Bandingkan dengan pohon pinus yang ada dibelakangmu itu. Tingginya bahkan melebihimu. Mampukah kamu mencabutnya dari tanah seperti rumput tadi? Tentu tidak mudah. Mungkin mendekati “tidak mungkin/imposible”. Kita butuh alat untuk melakukannya. Bisa dengan gergaji, namun hanya memotongnya sebagian. Akarnya masih berada didalam. Mudah baginya untuk tumbuh lagi. Bisa dengan alat berat dan tentunya merusak tanah yang berada disekitar ia berdiri.

Tunas pohon mangga itu juga sama. Saat ini dengan mudah kita bisa memotong batangnya bahkan hanya dengan kuku jari. Bisa memindahkannya kemanapun kita suka. Bisa membelokkan batangnya seperti bonsai. Bisa juga dipadukan dengan pohon buah lain agar menghasilkan varietas baru. Semua bisa dilakukan sebelum ia menjadi sangat besar dan berbatang keras.

Demikian juga dengan benih setan yang ia tanam dalam hati manusia. Dari kanak-kanak pasti sudah dibisiki olehnya. Karena itulah mengenalkan siapa Tuhannya adalah perlu. Mengenalkan tentang Dzikir juga perlu.
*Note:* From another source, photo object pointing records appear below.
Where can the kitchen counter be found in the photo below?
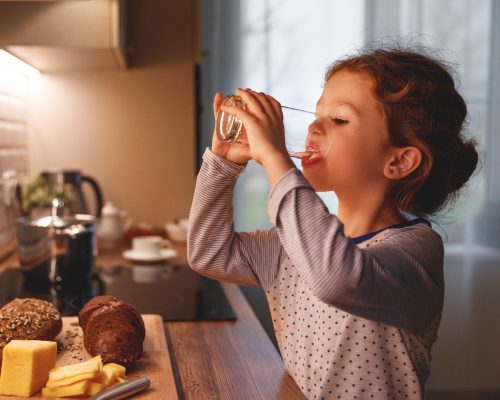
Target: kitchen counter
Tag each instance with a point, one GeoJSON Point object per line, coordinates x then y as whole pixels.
{"type": "Point", "coordinates": [224, 359]}
{"type": "Point", "coordinates": [217, 359]}
{"type": "Point", "coordinates": [228, 360]}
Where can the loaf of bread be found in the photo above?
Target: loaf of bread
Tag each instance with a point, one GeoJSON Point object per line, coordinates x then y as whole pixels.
{"type": "Point", "coordinates": [113, 329]}
{"type": "Point", "coordinates": [29, 319]}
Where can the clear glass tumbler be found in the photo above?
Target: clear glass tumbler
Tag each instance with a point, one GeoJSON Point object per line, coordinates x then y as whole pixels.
{"type": "Point", "coordinates": [229, 128]}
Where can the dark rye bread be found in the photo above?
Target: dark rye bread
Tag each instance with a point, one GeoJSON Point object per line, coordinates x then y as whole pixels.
{"type": "Point", "coordinates": [91, 306]}
{"type": "Point", "coordinates": [108, 304]}
{"type": "Point", "coordinates": [122, 347]}
{"type": "Point", "coordinates": [28, 319]}
{"type": "Point", "coordinates": [113, 329]}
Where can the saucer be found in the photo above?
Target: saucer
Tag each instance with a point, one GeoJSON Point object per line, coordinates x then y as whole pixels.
{"type": "Point", "coordinates": [166, 254]}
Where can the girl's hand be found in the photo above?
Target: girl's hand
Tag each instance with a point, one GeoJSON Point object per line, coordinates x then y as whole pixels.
{"type": "Point", "coordinates": [263, 123]}
{"type": "Point", "coordinates": [234, 152]}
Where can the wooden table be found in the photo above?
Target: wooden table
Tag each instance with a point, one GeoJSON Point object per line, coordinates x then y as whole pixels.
{"type": "Point", "coordinates": [228, 360]}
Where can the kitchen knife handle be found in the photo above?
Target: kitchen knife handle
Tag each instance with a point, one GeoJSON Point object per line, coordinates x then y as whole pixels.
{"type": "Point", "coordinates": [123, 390]}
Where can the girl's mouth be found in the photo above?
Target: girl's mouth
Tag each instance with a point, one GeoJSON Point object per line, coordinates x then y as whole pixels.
{"type": "Point", "coordinates": [314, 157]}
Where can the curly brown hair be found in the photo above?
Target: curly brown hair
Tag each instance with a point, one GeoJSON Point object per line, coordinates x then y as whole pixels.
{"type": "Point", "coordinates": [422, 108]}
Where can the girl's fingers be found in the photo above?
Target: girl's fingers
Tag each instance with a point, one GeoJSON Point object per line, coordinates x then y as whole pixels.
{"type": "Point", "coordinates": [217, 102]}
{"type": "Point", "coordinates": [243, 115]}
{"type": "Point", "coordinates": [276, 106]}
{"type": "Point", "coordinates": [253, 104]}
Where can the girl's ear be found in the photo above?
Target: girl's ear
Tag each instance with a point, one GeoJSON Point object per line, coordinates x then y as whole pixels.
{"type": "Point", "coordinates": [402, 162]}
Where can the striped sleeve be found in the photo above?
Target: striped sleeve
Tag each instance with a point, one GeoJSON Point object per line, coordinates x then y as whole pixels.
{"type": "Point", "coordinates": [398, 281]}
{"type": "Point", "coordinates": [214, 248]}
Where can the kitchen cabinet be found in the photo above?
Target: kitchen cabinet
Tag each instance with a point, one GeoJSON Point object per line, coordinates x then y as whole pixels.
{"type": "Point", "coordinates": [65, 35]}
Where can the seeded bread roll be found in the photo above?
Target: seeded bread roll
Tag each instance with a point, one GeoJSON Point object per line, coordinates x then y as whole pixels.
{"type": "Point", "coordinates": [113, 329]}
{"type": "Point", "coordinates": [28, 319]}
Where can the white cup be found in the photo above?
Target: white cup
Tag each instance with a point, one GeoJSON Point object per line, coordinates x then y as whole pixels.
{"type": "Point", "coordinates": [148, 246]}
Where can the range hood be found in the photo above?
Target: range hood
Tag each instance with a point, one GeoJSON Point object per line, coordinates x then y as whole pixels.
{"type": "Point", "coordinates": [65, 35]}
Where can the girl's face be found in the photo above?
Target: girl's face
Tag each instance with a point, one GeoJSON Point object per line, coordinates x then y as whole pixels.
{"type": "Point", "coordinates": [349, 120]}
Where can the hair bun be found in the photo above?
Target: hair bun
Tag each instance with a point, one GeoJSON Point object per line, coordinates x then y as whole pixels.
{"type": "Point", "coordinates": [466, 161]}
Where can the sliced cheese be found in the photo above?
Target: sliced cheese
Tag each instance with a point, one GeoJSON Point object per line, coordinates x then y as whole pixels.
{"type": "Point", "coordinates": [71, 380]}
{"type": "Point", "coordinates": [26, 365]}
{"type": "Point", "coordinates": [75, 389]}
{"type": "Point", "coordinates": [92, 366]}
{"type": "Point", "coordinates": [94, 388]}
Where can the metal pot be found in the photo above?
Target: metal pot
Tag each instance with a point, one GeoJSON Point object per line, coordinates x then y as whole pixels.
{"type": "Point", "coordinates": [57, 259]}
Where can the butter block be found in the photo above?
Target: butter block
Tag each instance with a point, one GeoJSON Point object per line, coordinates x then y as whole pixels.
{"type": "Point", "coordinates": [92, 366]}
{"type": "Point", "coordinates": [26, 365]}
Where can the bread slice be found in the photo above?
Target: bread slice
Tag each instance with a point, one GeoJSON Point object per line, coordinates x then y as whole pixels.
{"type": "Point", "coordinates": [28, 319]}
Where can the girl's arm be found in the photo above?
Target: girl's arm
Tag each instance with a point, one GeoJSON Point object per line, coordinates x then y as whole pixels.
{"type": "Point", "coordinates": [398, 281]}
{"type": "Point", "coordinates": [214, 248]}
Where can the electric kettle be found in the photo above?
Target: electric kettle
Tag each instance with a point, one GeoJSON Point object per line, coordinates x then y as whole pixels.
{"type": "Point", "coordinates": [75, 180]}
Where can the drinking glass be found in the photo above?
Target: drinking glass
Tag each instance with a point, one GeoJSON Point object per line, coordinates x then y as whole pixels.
{"type": "Point", "coordinates": [229, 128]}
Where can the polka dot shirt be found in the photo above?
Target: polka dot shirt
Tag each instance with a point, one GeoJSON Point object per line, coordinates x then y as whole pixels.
{"type": "Point", "coordinates": [352, 320]}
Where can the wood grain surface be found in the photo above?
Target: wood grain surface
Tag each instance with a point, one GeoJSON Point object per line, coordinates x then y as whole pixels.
{"type": "Point", "coordinates": [228, 359]}
{"type": "Point", "coordinates": [155, 364]}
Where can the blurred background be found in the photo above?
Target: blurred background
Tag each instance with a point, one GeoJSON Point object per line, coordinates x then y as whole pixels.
{"type": "Point", "coordinates": [283, 48]}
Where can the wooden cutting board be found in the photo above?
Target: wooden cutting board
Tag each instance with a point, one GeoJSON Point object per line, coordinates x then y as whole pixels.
{"type": "Point", "coordinates": [155, 364]}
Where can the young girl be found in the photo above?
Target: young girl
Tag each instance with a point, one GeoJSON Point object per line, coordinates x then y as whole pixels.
{"type": "Point", "coordinates": [356, 298]}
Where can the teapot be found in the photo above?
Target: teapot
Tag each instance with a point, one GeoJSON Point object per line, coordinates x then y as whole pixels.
{"type": "Point", "coordinates": [112, 224]}
{"type": "Point", "coordinates": [75, 179]}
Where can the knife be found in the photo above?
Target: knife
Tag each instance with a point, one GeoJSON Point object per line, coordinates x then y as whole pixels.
{"type": "Point", "coordinates": [123, 390]}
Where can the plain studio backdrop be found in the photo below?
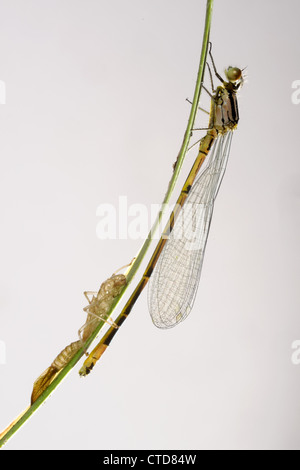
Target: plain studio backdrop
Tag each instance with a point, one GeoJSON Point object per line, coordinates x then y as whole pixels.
{"type": "Point", "coordinates": [95, 108]}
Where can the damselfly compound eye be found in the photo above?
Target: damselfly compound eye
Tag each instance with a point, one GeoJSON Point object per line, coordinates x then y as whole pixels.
{"type": "Point", "coordinates": [233, 74]}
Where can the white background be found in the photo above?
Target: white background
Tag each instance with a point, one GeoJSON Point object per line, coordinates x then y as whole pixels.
{"type": "Point", "coordinates": [95, 108]}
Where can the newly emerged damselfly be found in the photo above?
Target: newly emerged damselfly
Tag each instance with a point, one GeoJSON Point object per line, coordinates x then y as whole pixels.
{"type": "Point", "coordinates": [175, 265]}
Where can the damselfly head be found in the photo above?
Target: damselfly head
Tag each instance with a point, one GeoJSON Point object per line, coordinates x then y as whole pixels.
{"type": "Point", "coordinates": [234, 75]}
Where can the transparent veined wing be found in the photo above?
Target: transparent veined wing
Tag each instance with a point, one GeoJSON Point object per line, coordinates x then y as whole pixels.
{"type": "Point", "coordinates": [175, 279]}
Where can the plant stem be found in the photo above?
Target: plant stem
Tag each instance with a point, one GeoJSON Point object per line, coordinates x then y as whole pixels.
{"type": "Point", "coordinates": [6, 434]}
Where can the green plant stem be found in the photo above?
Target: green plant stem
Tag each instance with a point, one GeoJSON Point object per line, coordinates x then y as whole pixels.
{"type": "Point", "coordinates": [138, 260]}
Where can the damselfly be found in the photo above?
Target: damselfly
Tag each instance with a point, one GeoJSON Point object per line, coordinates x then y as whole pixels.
{"type": "Point", "coordinates": [177, 269]}
{"type": "Point", "coordinates": [175, 279]}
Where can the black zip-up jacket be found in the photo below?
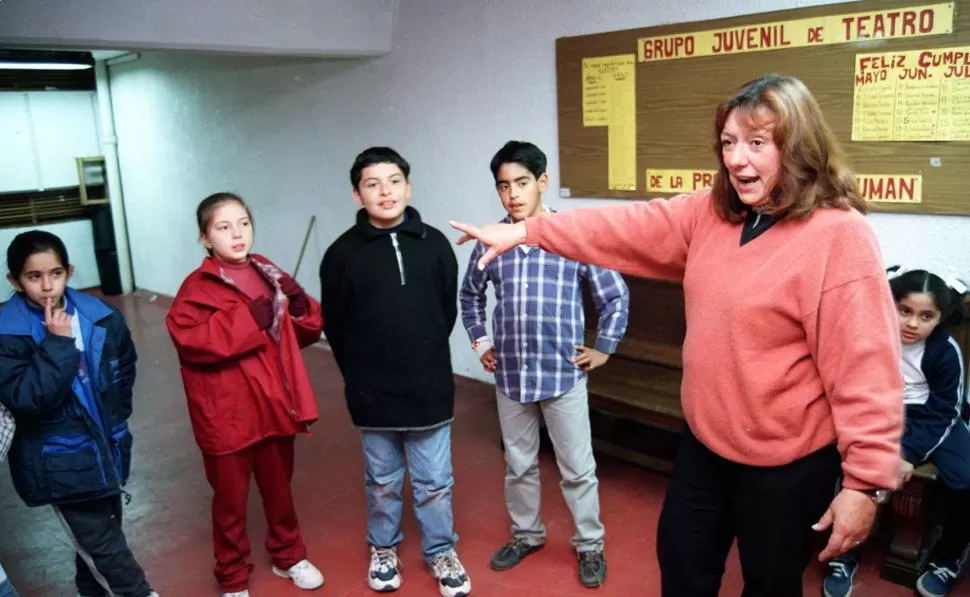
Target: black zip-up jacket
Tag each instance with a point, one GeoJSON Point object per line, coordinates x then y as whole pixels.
{"type": "Point", "coordinates": [390, 301]}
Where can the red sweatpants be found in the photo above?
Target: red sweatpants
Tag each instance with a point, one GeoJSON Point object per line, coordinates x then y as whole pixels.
{"type": "Point", "coordinates": [271, 462]}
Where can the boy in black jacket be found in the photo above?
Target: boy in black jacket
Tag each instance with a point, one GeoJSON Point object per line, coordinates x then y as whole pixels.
{"type": "Point", "coordinates": [389, 290]}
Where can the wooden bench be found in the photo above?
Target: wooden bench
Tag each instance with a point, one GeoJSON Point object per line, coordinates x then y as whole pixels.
{"type": "Point", "coordinates": [635, 415]}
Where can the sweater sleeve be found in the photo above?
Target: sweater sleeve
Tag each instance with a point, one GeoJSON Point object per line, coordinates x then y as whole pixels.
{"type": "Point", "coordinates": [855, 342]}
{"type": "Point", "coordinates": [927, 425]}
{"type": "Point", "coordinates": [648, 239]}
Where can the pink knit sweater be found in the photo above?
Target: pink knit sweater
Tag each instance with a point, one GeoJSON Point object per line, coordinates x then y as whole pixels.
{"type": "Point", "coordinates": [792, 339]}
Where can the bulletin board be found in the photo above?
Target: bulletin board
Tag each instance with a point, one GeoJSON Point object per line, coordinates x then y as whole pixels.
{"type": "Point", "coordinates": [636, 107]}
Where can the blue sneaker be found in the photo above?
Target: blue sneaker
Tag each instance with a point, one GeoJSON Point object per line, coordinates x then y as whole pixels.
{"type": "Point", "coordinates": [938, 579]}
{"type": "Point", "coordinates": [838, 580]}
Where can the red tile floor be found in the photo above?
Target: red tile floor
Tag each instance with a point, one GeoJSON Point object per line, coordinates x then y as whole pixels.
{"type": "Point", "coordinates": [168, 518]}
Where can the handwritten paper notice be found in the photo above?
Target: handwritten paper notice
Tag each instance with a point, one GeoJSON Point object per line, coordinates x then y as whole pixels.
{"type": "Point", "coordinates": [609, 99]}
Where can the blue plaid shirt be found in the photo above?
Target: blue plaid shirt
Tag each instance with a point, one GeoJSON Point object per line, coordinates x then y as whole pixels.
{"type": "Point", "coordinates": [538, 318]}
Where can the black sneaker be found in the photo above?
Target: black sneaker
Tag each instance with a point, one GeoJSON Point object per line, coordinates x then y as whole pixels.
{"type": "Point", "coordinates": [592, 569]}
{"type": "Point", "coordinates": [512, 553]}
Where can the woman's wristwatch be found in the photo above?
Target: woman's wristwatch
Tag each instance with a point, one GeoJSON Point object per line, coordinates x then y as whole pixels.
{"type": "Point", "coordinates": [879, 496]}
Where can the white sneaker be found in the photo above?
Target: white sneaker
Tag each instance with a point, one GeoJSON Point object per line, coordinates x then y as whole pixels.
{"type": "Point", "coordinates": [303, 574]}
{"type": "Point", "coordinates": [453, 581]}
{"type": "Point", "coordinates": [385, 569]}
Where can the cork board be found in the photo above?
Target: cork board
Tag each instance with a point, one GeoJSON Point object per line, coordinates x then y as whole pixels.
{"type": "Point", "coordinates": [636, 107]}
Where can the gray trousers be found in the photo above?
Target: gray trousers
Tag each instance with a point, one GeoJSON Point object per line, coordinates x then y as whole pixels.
{"type": "Point", "coordinates": [567, 420]}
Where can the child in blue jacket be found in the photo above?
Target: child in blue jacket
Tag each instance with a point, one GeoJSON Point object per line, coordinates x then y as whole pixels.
{"type": "Point", "coordinates": [67, 368]}
{"type": "Point", "coordinates": [936, 422]}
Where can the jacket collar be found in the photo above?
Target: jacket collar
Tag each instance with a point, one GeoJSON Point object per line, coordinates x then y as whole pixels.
{"type": "Point", "coordinates": [16, 319]}
{"type": "Point", "coordinates": [412, 225]}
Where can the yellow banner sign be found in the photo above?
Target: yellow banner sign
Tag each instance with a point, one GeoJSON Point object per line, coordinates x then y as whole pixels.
{"type": "Point", "coordinates": [896, 188]}
{"type": "Point", "coordinates": [917, 21]}
{"type": "Point", "coordinates": [679, 181]}
{"type": "Point", "coordinates": [876, 188]}
{"type": "Point", "coordinates": [916, 95]}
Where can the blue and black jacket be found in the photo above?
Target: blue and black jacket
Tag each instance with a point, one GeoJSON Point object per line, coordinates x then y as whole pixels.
{"type": "Point", "coordinates": [72, 441]}
{"type": "Point", "coordinates": [930, 419]}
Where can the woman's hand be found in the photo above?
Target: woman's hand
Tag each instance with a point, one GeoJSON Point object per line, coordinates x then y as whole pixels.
{"type": "Point", "coordinates": [905, 472]}
{"type": "Point", "coordinates": [850, 515]}
{"type": "Point", "coordinates": [498, 238]}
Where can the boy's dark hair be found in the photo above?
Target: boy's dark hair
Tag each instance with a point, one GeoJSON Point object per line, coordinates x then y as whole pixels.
{"type": "Point", "coordinates": [208, 206]}
{"type": "Point", "coordinates": [948, 300]}
{"type": "Point", "coordinates": [30, 243]}
{"type": "Point", "coordinates": [377, 155]}
{"type": "Point", "coordinates": [522, 153]}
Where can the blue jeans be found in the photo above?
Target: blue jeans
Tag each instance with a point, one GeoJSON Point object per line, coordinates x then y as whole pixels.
{"type": "Point", "coordinates": [429, 465]}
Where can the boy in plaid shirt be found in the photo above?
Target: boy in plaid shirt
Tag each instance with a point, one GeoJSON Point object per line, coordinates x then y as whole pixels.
{"type": "Point", "coordinates": [540, 363]}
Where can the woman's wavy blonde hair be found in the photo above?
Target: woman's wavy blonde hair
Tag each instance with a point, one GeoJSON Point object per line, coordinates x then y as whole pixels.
{"type": "Point", "coordinates": [813, 169]}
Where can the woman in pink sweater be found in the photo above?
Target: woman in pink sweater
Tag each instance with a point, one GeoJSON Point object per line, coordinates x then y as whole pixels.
{"type": "Point", "coordinates": [791, 358]}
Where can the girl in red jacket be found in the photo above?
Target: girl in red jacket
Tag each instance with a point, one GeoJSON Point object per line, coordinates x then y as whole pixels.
{"type": "Point", "coordinates": [238, 324]}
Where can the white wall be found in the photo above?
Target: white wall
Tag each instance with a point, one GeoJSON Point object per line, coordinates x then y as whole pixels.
{"type": "Point", "coordinates": [464, 77]}
{"type": "Point", "coordinates": [41, 133]}
{"type": "Point", "coordinates": [79, 240]}
{"type": "Point", "coordinates": [299, 27]}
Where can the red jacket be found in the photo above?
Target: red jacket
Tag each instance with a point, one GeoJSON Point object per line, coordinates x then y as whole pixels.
{"type": "Point", "coordinates": [243, 384]}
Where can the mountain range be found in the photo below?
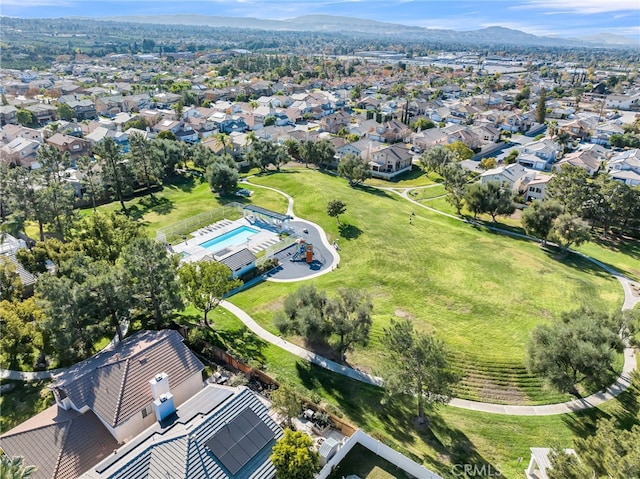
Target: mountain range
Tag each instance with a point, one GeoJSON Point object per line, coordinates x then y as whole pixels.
{"type": "Point", "coordinates": [338, 24]}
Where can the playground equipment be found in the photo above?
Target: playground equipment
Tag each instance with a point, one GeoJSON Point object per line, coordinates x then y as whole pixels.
{"type": "Point", "coordinates": [304, 252]}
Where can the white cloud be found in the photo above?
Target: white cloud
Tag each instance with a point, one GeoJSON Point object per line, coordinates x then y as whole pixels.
{"type": "Point", "coordinates": [579, 6]}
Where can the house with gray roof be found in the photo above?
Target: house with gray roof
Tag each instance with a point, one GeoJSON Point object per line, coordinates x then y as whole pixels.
{"type": "Point", "coordinates": [114, 383]}
{"type": "Point", "coordinates": [221, 433]}
{"type": "Point", "coordinates": [105, 401]}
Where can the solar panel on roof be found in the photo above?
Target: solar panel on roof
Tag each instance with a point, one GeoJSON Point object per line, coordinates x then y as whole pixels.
{"type": "Point", "coordinates": [238, 441]}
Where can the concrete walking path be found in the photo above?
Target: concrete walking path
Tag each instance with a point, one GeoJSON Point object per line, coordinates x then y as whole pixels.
{"type": "Point", "coordinates": [594, 400]}
{"type": "Point", "coordinates": [621, 384]}
{"type": "Point", "coordinates": [297, 350]}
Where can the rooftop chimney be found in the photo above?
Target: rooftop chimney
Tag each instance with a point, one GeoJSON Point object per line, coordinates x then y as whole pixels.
{"type": "Point", "coordinates": [159, 385]}
{"type": "Point", "coordinates": [164, 406]}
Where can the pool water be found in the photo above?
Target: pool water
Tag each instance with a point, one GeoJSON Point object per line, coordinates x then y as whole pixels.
{"type": "Point", "coordinates": [230, 238]}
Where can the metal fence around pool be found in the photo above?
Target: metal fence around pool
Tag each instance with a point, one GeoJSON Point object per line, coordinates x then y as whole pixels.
{"type": "Point", "coordinates": [169, 234]}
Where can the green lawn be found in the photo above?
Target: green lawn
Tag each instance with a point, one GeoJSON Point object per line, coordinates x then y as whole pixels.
{"type": "Point", "coordinates": [186, 196]}
{"type": "Point", "coordinates": [455, 436]}
{"type": "Point", "coordinates": [481, 292]}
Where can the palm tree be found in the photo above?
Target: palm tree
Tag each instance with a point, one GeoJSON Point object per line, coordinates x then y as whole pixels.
{"type": "Point", "coordinates": [13, 468]}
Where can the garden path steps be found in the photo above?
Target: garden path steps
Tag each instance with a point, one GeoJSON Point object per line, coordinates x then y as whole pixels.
{"type": "Point", "coordinates": [620, 385]}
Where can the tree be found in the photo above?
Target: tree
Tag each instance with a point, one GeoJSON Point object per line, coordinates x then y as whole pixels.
{"type": "Point", "coordinates": [90, 177]}
{"type": "Point", "coordinates": [422, 124]}
{"type": "Point", "coordinates": [222, 176]}
{"type": "Point", "coordinates": [460, 150]}
{"type": "Point", "coordinates": [455, 181]}
{"type": "Point", "coordinates": [115, 172]}
{"type": "Point", "coordinates": [205, 284]}
{"type": "Point", "coordinates": [108, 293]}
{"type": "Point", "coordinates": [70, 328]}
{"type": "Point", "coordinates": [355, 169]}
{"type": "Point", "coordinates": [24, 117]}
{"type": "Point", "coordinates": [435, 158]}
{"type": "Point", "coordinates": [611, 452]}
{"type": "Point", "coordinates": [287, 402]}
{"type": "Point", "coordinates": [475, 198]}
{"type": "Point", "coordinates": [265, 153]}
{"type": "Point", "coordinates": [294, 456]}
{"type": "Point", "coordinates": [511, 157]}
{"type": "Point", "coordinates": [570, 230]}
{"type": "Point", "coordinates": [166, 135]}
{"type": "Point", "coordinates": [538, 218]}
{"type": "Point", "coordinates": [65, 112]}
{"type": "Point", "coordinates": [417, 366]}
{"type": "Point", "coordinates": [570, 187]}
{"type": "Point", "coordinates": [10, 283]}
{"type": "Point", "coordinates": [19, 329]}
{"type": "Point", "coordinates": [349, 315]}
{"type": "Point", "coordinates": [13, 468]}
{"type": "Point", "coordinates": [152, 276]}
{"type": "Point", "coordinates": [325, 153]}
{"type": "Point", "coordinates": [103, 236]}
{"type": "Point", "coordinates": [146, 160]}
{"type": "Point", "coordinates": [335, 208]}
{"type": "Point", "coordinates": [579, 348]}
{"type": "Point", "coordinates": [541, 107]}
{"type": "Point", "coordinates": [57, 196]}
{"type": "Point", "coordinates": [304, 314]}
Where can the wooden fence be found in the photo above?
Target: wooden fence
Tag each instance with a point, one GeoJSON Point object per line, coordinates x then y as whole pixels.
{"type": "Point", "coordinates": [345, 427]}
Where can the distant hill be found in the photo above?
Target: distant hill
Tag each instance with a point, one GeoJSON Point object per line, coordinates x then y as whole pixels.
{"type": "Point", "coordinates": [332, 23]}
{"type": "Point", "coordinates": [604, 38]}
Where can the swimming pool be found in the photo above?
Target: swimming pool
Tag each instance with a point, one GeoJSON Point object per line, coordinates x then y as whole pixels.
{"type": "Point", "coordinates": [230, 238]}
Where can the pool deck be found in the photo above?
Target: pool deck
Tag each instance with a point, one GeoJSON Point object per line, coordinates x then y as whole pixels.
{"type": "Point", "coordinates": [192, 251]}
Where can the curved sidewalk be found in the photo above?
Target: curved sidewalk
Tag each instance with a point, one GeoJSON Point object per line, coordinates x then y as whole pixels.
{"type": "Point", "coordinates": [620, 385]}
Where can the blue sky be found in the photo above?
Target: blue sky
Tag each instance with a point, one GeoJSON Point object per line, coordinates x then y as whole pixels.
{"type": "Point", "coordinates": [564, 18]}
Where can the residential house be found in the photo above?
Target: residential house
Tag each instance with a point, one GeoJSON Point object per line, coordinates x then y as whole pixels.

Mengenalkan AlQuran dari dini, penting agar ia mampu menghadapi.

Ramadhan memang bulan dimana setan terpasung. Namun bukan berarti tunas dan pohon yang ia tanam otomatis tercerabut. Semua kembali kepada pemilik hati tempat dimana pohon itu ditanam. Jika ia memangkas sedikit demi sedikit setiap detik dengan dzikirullah, niscaya setan akan kesal. Memotongnya dengan Sholat dan Mengaji pasti akan membuat setan meradang. Ditambah lagi dengan alat berat berupa Puasa Daud, wah bagaimana ekspresi setan saat itu ya.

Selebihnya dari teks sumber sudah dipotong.